There are several local groups making strides, Flavin added. Tres Leches, a lab in the Food Building in northeast Minneapolis has been concocting non-alcoholic flavors and extracts for chefs and bartenders to use as a tool kit to make better drinks and dishes. Alcohol-free cocktail brand Muddle and Mint is also local.
“A lot of these are places that are going to be catering to both, right?” Flavin said. “In the pandemic, people had to kind rethink their businesses and figure out how they were going to sell their product, “she said. “And it’s easy to sell your product when there’s not alcohol in it. You don’t need licensing. There isn’t the extra tax on it.”
Zero Proof Collective
As people emerged from COVID quarantine, a celebration felt long overdue. But alcohol drinkers weren’t the only ones looking to raise a glass, said Cate Faulkner, one of four co-founders of NA consulting business Zero Proof Collective. Non-drinkers wanted to toast to new days as well, but not just with a club soda and lime in hand – a drink the collective has dubbed the “last resort”
“If you’re only serving the ‘last resort,’ you need to do better,” Faulkner said.
The group’s goal is to raise the profile of alcohol-free drink options. Though there have been local advancements in NA options, Faulkner says progress has been mixed. Some businesses are just checking a box when it comes to NA drink menus, she said.
“It is our belief at Zero Proof Collective that NA beverages that are offered at every social gathering are thoughtfully crafted, selected with care, and appear equal to their alcoholic counterparts on a menu,” she said.
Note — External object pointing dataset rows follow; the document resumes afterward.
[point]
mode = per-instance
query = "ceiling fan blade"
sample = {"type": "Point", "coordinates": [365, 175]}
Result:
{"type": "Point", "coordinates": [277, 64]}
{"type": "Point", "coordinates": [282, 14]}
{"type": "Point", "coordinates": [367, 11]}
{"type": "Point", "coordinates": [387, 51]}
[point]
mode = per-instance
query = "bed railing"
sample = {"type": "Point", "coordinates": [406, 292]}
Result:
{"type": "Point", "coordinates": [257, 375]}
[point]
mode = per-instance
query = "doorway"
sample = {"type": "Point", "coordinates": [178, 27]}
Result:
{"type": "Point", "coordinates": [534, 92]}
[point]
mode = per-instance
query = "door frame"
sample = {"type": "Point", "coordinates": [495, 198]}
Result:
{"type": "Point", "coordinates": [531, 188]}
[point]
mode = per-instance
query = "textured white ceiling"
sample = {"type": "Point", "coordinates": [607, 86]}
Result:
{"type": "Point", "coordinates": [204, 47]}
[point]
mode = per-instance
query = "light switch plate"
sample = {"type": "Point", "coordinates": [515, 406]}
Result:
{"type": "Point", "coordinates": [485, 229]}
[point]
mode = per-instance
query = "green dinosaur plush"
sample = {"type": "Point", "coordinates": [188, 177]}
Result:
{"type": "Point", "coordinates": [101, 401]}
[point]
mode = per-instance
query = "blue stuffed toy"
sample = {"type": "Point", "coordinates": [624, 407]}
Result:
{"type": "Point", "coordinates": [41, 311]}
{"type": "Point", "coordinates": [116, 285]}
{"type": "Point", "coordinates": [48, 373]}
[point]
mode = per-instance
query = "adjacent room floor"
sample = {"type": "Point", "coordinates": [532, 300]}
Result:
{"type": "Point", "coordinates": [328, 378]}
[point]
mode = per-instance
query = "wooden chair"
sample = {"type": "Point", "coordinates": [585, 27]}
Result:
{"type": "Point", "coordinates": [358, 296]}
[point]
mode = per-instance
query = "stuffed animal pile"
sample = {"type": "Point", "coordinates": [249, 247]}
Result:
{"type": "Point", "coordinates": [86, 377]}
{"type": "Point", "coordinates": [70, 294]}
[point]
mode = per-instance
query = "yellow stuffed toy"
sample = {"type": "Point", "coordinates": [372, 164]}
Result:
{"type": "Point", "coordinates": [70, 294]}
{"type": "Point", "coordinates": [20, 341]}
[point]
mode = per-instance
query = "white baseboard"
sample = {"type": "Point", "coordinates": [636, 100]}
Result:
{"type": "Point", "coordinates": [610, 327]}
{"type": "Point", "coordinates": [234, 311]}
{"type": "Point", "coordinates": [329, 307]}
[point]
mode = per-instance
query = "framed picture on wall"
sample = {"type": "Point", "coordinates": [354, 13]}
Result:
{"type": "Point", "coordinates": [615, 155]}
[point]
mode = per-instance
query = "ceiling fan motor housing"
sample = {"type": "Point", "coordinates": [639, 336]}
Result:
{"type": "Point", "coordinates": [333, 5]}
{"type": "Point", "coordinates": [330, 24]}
Faulkner noted that many NA cocktail menus don’t offer drinks low in sugar and calories.
As these options continue to emerge, Faulkner believes the next phase of the NA boom will require a cultural shift. Many NA beverages are de-alcoholized from an already-brewed beverage. Some are crafted without alcohol at all. In either case, the process of creating these drinks remains complex, which means the price point for NA options remains high.
Many people still seem to think NA options “should be cheaper because there’s no alcohol,” Faulkner said. “There lies what we’ve identified as the great divide. Consider the value of a thoughtfully crafted non-alcoholic beverage that’s lower in sugar and calories without alcohol. Consider that to have a higher value rather than a lesser, lower one. That mindset will change the world.”